Somewhere along the way she heard that GOLF was an acronym for Gentlemen Only Ladies Forbidden. Her dad didn’t subscribe to that, and neither did she. Lee Jenkins wanted his daughter to understand which club to choose for which shot, how stance can affect your swing, how to score the game and to be well-schooled in golf etiquette. He knew this understanding of the sport would pay off one day for his daughter in terms of both business and leisure. He likely never knew it would benefit other Ozarks women as well.

SWAG, or Springfield Women Ambassadors of Golf, came about after a conversation between Tara Jenkins and Jerald Andrews, the longtime Executive Director of the Missouri Sports Hall of Fame. Andrews had been exploring opportunities to add women’s golf events and raise the game’s profile during the PGA Price Cutter Charity Championship Tournament. Jenkins, now helping run the family business and still an avid golfer, was wanting to get more women interested in the game. The two were clearly onto something.

Jerald Andrews and Tara Jenkins

Missouri Equipment Leasing, Inc. had become a corporate sponsor of the tournament, so Jenkins got to witness its success up close. The PGA event raised millions of dollars for children’s charities in the Ozarks since its inception in 1990, and Jenkins had always respected the philanthropic effort. Getting women involved in the annual Betty Allison Pro-Am and other fundraising events surrounding it became a mission that stretched well beyond tournament week.

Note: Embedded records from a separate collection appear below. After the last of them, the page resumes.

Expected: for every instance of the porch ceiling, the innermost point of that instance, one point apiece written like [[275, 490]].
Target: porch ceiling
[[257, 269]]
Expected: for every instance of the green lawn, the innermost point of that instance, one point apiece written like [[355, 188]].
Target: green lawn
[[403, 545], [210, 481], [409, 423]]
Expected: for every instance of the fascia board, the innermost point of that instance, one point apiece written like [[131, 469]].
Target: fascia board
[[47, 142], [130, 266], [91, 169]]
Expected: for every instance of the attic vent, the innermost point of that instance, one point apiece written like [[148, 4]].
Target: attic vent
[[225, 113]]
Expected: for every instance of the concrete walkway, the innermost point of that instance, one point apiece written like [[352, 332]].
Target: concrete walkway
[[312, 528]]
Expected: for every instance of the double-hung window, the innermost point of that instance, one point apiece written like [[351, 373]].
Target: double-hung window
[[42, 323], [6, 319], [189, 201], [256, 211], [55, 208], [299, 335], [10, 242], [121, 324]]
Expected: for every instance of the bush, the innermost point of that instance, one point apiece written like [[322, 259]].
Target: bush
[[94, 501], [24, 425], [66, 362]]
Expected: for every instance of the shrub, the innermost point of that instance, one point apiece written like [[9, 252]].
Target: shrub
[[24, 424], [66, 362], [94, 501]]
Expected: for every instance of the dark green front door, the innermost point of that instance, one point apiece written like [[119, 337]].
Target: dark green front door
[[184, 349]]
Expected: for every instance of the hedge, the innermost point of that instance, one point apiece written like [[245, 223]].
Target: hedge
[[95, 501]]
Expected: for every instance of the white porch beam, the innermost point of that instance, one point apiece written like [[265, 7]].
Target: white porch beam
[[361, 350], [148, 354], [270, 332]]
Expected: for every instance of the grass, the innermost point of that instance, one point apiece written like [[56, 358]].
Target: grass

Eventually, Jenkins and Andrews met again, but this time they invited a handful of local female golfers to join them and brainstorm ways to get women on the golf course. The group wasn’t interested in a cutesy name or a frivolous mission, they were serious about offering regular golf outings, education, and networking opportunities for women of all ages and all skill levels.

After much discussion, Springfield Woman Ambassadors of Golf was born.

The first SWAG golf opportunity came about with only two weeks to promote it. Jenkins says she and other organizers were delighted that twenty people showed up with golf bags in tow and are happy to report that the player count has grown steadily ever since. SWAG now boasts about 150 members; some of whom have played for decades, and others who may never have played otherwise.

Jenkins gives much of the credit for SWAG’s success to several women who’ve helped recruit members, secure golf venues, coordinate calendars, plan menus, and promote regular events that take place nearly all year long.

All ages are welcome. Women from age 18 to 97 have played in SWAG events and Jenkins says organizers tend to form groups based on skill level but also mix it up a little based on professional interests. Players form friendships, business relationships, and bonds that span far beyond an age range. Some players are retired, and others are just starting their careers. The socialization aspect of SWAG truly outweighs the opportunity to sharpen your game, and Jenkins should know. She says SWAG friends helped support her through a difficult divorce and made an otherwise painful experience much less traumatic.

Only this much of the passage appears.